- Born: Anne MacLeod Skye
- Years active: 1740s - 1750s
- Known for: Helping Jacobite prisoner escape

= Anne McKay =

Anne McKay née MacLeod (fl. 1740s-1750s) was imprisoned for hiding members of the defeated Jacobite army in Inverness in the aftermath of the Battle of Culloden.

Anne McKay was born in Skye, a Gaelic speaker with very little English. She boarded in Inverness with her children during the Jacobite Rebellion of 1745. After the Battle of Culloden on 16 April 1746, McKay's cellar was used to imprison MacDonald of Belfinlay and Robert Nairn, a prominent Jacobite and deputy paymaster.

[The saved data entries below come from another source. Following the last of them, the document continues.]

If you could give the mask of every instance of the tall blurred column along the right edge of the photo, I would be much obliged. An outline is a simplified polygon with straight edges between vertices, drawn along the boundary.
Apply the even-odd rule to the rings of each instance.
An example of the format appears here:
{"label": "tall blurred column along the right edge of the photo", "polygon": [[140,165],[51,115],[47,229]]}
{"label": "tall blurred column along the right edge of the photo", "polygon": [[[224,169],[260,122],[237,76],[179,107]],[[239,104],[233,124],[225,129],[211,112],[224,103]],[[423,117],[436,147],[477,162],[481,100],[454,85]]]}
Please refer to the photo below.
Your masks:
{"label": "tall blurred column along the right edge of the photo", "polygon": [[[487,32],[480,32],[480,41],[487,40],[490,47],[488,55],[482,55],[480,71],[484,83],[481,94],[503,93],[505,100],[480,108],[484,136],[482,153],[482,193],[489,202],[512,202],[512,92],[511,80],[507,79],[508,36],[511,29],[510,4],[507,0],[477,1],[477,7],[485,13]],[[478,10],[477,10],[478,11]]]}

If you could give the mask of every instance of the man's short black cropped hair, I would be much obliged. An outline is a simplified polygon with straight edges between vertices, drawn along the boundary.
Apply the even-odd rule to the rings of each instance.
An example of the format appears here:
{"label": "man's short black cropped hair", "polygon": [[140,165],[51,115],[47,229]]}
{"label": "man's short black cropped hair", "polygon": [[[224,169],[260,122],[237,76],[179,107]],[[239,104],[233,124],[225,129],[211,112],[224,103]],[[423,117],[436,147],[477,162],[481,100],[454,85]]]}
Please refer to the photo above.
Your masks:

Robert Forbes, a nineteenth-century memoirist, noted that McKay was 'a wise, sagacious creature' who was called upon to help the injured prisoners. When an escape plan was made, McKay helped by bringing clothes and food for Nairn and distracting the guard.

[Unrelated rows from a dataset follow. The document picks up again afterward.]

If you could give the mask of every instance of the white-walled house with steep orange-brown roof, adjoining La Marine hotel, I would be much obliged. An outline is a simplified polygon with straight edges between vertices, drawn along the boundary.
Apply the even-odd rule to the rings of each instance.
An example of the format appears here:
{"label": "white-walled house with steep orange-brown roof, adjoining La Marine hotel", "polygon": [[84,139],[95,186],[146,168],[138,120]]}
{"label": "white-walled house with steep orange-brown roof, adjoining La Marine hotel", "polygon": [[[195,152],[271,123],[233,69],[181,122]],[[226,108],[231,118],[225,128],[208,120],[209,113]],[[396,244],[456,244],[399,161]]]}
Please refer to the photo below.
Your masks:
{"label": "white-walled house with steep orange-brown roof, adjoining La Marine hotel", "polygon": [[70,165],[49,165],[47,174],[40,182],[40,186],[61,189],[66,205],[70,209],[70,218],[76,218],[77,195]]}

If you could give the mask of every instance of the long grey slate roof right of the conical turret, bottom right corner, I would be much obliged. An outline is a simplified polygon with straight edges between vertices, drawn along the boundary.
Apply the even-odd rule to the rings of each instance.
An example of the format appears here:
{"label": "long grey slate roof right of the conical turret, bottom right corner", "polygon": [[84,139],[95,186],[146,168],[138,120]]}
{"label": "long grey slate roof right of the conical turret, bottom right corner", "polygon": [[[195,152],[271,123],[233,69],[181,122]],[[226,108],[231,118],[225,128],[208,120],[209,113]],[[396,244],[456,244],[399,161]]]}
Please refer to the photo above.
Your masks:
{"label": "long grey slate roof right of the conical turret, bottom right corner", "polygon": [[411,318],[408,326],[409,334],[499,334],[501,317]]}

When the escape was discovered, McKay was interrogated for three days and nights during which time she was not allowed to sit or lie down. Her captors interrogated her using Irish and English and tried to entice her to tell them the names of the co-conspirators using bribery and alcohol. However McKay refused to speak. As punishment, McKay was sentenced to be whipped through the streets of Inverness but avoided it because of intervention by leading Inverness citizens, rumoured to include co-conspirator Lady Anne MacKintosh and Anne Leith. McKay was released after seven weeks of imprisonment. The guard who failed to stop Nairn escape was given 500 lashes.

During McKay's imprisonment, her 17-year-old son was found by British soldiers and beaten so severely that he died of his injuries. In the aftermath of the escape, Robert Nairn's family supported Anne, who had been widowed during the Jacobite Rebellion, and her children financially.

== Additional sources ==
- Craig, Maggie. (1997) Damn' rebel bitches: the women of the '45. Mainstream Pub.: Edinburgh.
- Harrower-Gray, Annie. (2014) Scotland's Hidden Harlots & Heroines: Women's Role in Scottish Society from 1690 to 1969: Pen & Sword.